Заговор по душам (Малоросский прованс) | страница 42
На улице с Верой пока никто не здоровался, но некоторые встречающиеся на пути дамы, оборачивались, а потом раскатывали по нёбу сплетни о новой покупательнице скандального салона Женевьеф.
Транспортную карету таковой назвать - язык не поворачивался. Огромные деревянные колеса, телега с деревянными же скамьями и пыльный тент, натянутый над головами пассажиров. Романтика...
И попутчики Вере достались занимательные: две монашки, молодой мужчина в галстуке-бабочке, в жутком полосатом трико, и похожем на Верин саквояж, мальчик, которого привела то ли мать, то ли тетка, и попросила отвезти до места назначения, и базарная баба с собственной живностью. Ужаснувшись, что ей придется делить место с поросенком и господином Голохвастовым, Епанчина попыталась пойти на попятную, но затем собрала волю в кулак.

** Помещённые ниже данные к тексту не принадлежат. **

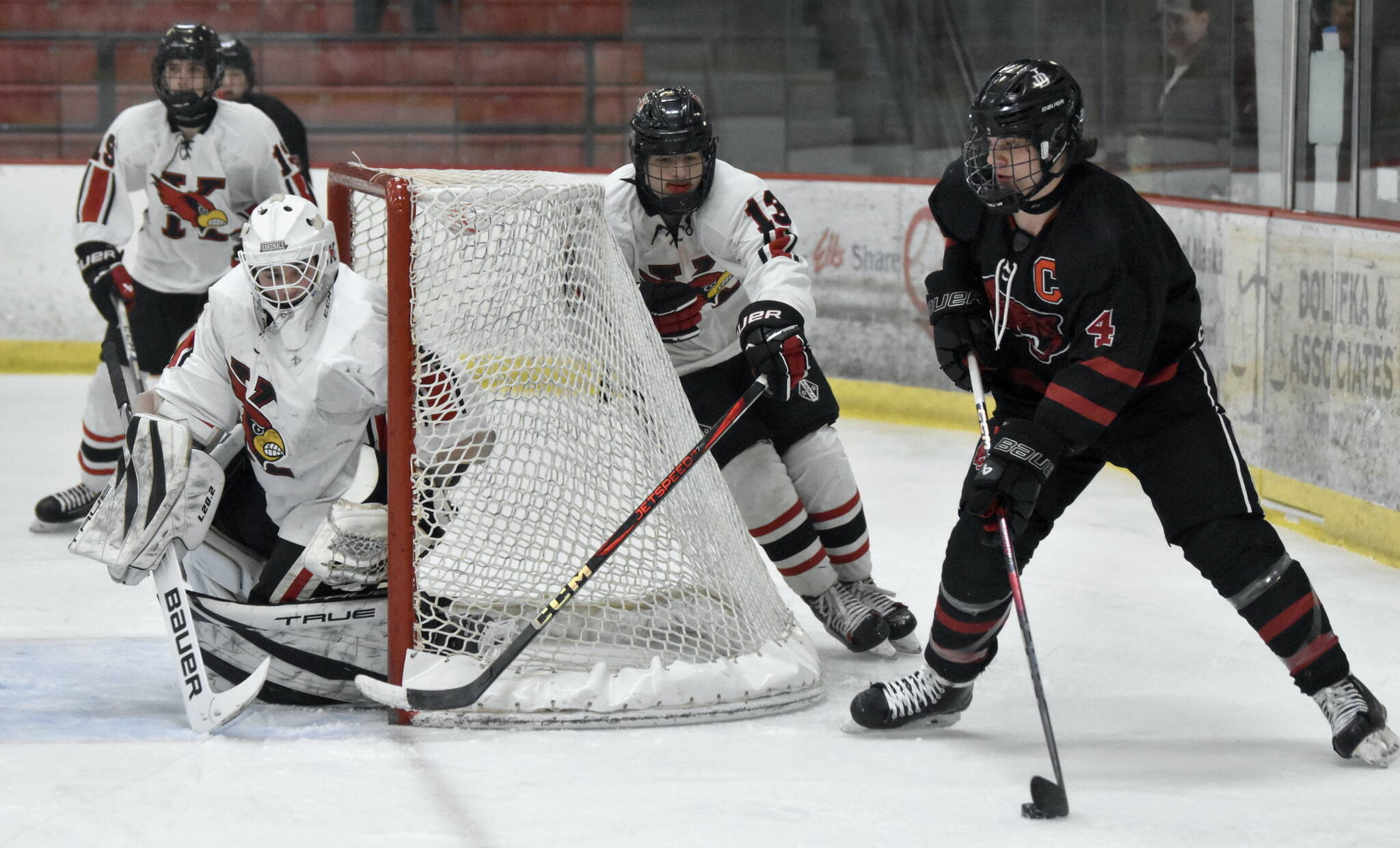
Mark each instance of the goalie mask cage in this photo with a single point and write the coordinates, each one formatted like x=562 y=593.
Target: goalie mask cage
x=514 y=327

Назвался гвоздем - полезай в шину! Привыкла к тусклому электричеству и резным ручкам на дверце шкафов - привыкай и к свиньям в транспорте.
Как только расселись по местам, возница прикрикнул на лошадок и стегнул несчастных кнутом. Епанчина дернулась так, словно это ее только что ударили. Сидящая напротив старшая из послушниц сочувственно глянула на девушку.
Вера несколько раз глубоко вдохнула, зажмурилась на секунду, и решила отвлечься, рассматривая соседей и дорогу.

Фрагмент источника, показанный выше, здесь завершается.